Creating a Robust Architecture to Deliver Consistent Environmental Data to the Community.
The PREMIER project will deliver a novel database and digital assessment system (DAS) for characterising the environmental risks of medicines and making environmental data more visible and accessible to industry, academia, regulators and the public. By making this valuable knowledge available to the community, we will contribute to the responsible use of medicines. The PREMIER database and DAS are being developed by Simomics.
The novel database architecture, designed and built by Simomics, is driven by the need to bring together existing pharmaceutical and ecotoxicological data from different sources with new data generated during the PREMIER project by consortium members, while providing transparency to stakeholders, in both its origins and its relative quality.

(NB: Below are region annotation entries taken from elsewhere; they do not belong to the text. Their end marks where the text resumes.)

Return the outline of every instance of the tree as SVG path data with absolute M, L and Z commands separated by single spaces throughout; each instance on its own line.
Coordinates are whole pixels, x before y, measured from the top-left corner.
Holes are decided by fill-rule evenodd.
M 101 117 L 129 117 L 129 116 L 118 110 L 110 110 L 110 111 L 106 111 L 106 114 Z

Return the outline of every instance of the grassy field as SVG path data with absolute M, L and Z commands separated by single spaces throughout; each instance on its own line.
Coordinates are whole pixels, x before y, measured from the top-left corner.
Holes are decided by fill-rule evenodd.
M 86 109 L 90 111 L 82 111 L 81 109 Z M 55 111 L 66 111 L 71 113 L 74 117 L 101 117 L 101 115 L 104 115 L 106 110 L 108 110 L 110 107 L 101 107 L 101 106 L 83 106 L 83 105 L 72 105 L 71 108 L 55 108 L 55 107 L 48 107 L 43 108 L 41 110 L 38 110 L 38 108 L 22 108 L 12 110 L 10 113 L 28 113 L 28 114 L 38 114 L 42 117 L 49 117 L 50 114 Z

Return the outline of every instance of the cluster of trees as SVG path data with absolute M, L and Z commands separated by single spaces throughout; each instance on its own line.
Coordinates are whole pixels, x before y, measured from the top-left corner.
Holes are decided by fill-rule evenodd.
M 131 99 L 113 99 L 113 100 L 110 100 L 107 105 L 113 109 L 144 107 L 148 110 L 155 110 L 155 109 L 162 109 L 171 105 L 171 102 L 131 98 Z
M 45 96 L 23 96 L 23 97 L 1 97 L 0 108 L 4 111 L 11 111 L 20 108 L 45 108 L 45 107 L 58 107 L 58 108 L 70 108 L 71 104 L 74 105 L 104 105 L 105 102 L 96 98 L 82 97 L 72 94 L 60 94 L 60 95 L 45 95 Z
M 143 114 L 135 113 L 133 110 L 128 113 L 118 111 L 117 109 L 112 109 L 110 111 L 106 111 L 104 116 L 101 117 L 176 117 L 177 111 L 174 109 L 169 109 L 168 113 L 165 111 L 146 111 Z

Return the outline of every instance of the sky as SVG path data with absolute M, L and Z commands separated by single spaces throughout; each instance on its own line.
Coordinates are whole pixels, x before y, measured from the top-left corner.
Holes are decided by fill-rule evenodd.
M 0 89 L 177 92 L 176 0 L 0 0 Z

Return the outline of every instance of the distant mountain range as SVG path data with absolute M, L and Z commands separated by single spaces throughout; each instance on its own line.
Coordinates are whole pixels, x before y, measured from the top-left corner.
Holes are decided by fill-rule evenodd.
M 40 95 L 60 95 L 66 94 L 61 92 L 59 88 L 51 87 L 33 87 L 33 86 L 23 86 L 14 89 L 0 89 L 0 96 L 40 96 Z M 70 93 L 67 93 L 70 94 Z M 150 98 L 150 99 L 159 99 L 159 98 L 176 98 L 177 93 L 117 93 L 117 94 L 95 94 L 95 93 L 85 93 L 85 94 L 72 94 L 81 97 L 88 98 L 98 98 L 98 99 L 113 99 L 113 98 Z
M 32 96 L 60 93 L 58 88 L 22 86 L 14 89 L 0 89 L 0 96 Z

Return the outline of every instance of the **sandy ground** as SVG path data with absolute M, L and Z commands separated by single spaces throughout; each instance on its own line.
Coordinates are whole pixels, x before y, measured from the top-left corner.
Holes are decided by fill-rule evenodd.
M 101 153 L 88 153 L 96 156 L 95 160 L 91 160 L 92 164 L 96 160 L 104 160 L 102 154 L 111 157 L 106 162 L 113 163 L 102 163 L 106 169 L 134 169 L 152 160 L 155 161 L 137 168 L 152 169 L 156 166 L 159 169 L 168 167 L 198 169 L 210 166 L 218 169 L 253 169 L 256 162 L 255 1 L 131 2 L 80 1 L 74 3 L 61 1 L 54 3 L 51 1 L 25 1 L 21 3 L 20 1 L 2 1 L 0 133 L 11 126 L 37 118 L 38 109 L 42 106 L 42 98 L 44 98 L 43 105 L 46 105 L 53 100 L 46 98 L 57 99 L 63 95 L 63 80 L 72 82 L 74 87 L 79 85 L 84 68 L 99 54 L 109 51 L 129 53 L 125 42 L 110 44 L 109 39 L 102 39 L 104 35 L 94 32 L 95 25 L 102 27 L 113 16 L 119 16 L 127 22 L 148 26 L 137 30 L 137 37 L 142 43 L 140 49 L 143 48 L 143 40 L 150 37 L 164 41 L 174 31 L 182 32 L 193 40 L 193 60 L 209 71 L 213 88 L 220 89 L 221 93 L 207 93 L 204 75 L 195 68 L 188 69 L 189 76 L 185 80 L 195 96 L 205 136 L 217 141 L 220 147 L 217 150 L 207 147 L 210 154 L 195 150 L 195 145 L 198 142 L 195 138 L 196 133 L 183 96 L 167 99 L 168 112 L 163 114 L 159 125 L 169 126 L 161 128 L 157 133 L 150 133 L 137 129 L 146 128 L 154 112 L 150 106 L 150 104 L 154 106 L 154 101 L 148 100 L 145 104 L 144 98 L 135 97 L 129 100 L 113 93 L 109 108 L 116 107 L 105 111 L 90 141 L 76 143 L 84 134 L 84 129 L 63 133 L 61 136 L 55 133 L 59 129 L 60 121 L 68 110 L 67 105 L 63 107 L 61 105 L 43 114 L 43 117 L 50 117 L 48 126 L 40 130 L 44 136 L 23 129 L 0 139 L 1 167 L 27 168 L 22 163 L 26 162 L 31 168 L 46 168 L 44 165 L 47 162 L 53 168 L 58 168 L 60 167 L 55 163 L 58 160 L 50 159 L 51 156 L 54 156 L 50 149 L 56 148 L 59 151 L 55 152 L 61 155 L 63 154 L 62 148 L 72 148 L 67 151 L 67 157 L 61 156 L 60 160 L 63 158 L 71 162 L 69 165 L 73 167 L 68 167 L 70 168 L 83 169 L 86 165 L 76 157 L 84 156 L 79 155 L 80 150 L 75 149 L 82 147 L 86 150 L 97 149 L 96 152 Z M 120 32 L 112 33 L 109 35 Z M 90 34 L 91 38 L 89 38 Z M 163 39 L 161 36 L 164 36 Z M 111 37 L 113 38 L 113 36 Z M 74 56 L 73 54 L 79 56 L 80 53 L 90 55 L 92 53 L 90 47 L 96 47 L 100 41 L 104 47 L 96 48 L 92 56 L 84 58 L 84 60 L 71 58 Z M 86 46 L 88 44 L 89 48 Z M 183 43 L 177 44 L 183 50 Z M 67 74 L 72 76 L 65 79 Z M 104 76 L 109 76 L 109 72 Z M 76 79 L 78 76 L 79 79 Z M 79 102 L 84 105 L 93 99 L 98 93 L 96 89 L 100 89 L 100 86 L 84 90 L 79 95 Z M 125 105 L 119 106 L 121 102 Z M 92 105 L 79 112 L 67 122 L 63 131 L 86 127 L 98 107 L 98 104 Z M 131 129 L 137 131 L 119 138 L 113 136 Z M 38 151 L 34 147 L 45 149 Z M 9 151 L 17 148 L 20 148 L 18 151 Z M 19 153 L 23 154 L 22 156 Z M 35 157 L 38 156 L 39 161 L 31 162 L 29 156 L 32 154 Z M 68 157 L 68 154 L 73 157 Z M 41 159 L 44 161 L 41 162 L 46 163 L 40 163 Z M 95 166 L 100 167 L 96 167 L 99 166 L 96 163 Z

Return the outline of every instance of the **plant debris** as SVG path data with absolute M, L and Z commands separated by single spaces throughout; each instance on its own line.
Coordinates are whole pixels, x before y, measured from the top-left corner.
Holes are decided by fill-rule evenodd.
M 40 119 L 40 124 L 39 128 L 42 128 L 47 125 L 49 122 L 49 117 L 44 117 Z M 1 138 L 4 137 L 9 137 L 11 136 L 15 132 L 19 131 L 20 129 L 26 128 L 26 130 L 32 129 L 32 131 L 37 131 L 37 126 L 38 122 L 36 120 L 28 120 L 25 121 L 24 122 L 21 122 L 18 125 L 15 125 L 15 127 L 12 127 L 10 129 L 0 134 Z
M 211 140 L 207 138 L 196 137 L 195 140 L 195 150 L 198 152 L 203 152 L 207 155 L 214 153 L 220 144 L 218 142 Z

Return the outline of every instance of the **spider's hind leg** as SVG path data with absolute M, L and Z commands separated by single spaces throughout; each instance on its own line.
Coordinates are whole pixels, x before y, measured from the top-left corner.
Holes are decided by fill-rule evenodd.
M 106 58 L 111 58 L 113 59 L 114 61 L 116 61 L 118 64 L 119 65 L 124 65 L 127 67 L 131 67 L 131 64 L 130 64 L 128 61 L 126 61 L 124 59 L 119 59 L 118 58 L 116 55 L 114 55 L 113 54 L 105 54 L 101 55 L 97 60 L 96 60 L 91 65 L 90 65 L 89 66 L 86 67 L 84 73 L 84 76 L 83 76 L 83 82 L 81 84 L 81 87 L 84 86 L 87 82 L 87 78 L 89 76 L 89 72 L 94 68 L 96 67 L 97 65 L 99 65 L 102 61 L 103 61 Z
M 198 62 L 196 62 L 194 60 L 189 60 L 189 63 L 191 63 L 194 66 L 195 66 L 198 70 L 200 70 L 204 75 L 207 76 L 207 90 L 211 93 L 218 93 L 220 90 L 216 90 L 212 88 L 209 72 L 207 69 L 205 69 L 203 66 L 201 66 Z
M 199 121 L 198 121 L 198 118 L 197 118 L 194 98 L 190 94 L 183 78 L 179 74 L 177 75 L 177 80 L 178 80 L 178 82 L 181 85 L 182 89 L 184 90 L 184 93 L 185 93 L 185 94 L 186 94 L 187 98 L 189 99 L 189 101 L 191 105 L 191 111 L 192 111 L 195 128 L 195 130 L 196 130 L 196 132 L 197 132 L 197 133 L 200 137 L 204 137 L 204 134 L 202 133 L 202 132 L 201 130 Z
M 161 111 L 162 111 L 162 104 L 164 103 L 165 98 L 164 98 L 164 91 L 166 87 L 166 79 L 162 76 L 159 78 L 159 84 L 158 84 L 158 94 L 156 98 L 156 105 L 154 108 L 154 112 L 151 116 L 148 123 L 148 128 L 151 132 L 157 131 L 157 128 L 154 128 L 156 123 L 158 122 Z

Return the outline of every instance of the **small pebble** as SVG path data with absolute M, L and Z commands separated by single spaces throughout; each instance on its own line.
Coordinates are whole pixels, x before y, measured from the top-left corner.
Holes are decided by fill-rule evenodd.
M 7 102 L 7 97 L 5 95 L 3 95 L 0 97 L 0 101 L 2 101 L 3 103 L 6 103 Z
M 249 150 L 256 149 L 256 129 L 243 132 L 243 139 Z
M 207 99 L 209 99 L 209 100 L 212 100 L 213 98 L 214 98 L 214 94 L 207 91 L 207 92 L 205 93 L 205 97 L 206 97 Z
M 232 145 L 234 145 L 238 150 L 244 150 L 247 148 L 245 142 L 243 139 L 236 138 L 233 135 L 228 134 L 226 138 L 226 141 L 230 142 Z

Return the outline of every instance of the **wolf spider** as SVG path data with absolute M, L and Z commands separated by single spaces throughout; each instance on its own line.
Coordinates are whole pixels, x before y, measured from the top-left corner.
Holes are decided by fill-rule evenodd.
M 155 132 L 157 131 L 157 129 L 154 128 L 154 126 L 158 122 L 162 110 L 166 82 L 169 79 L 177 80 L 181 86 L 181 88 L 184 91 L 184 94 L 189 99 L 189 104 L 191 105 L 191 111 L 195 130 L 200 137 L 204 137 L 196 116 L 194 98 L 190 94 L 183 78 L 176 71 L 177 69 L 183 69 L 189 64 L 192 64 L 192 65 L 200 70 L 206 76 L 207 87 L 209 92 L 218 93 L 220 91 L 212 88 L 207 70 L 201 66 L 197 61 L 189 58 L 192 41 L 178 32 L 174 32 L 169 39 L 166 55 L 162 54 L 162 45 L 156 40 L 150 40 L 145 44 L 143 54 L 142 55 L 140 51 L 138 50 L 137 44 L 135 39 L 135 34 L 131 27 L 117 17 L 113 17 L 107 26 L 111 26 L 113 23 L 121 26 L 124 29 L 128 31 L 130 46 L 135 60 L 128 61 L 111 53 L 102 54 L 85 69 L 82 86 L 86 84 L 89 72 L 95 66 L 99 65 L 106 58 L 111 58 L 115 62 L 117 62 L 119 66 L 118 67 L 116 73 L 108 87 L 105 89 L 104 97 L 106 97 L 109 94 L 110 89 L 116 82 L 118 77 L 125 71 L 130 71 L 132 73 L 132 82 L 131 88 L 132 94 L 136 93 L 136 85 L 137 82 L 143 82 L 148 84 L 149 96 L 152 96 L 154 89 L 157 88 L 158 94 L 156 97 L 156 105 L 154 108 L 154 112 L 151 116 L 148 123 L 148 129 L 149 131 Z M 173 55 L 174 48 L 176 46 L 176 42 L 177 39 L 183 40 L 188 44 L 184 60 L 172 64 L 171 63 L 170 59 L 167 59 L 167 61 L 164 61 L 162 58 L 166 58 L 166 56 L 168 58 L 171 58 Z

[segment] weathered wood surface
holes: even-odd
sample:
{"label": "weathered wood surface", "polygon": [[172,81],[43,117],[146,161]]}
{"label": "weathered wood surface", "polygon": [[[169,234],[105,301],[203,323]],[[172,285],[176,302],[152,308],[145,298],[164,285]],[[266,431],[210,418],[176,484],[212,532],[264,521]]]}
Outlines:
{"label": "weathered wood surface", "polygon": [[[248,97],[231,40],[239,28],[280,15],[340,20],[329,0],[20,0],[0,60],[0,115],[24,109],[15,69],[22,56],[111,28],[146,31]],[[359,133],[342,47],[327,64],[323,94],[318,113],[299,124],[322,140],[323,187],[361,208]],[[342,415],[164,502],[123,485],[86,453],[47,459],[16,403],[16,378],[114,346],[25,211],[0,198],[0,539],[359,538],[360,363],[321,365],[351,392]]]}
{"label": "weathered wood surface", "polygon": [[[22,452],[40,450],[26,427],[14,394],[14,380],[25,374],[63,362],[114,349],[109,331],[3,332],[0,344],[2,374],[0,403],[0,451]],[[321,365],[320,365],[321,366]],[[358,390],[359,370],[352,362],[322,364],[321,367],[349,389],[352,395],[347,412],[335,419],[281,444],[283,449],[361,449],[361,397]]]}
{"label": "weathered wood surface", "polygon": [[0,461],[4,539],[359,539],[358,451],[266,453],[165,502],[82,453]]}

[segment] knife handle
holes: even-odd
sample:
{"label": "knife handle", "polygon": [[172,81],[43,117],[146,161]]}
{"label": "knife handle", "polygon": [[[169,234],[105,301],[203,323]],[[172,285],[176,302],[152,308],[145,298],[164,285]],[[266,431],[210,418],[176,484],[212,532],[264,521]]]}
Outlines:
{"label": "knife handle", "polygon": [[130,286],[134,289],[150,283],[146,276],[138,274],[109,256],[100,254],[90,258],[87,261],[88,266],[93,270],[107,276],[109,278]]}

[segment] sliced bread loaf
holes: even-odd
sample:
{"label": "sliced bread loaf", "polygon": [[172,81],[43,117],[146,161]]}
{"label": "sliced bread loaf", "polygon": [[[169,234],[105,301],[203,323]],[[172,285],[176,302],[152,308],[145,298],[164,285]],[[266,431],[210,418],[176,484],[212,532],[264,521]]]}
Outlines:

The data we integrate in PREMIER will have resulted from different approaches to data generation and different sources (e.g. industry and academic studies or literature reviews). As a result of this, data quality assessment will play an important role in helping users of the database to understand what processes can be reliably performed using which data by communicating data quality.
To enable this, the PREMIER database is architected around four concepts: data sources, substances, properties, and tracked values.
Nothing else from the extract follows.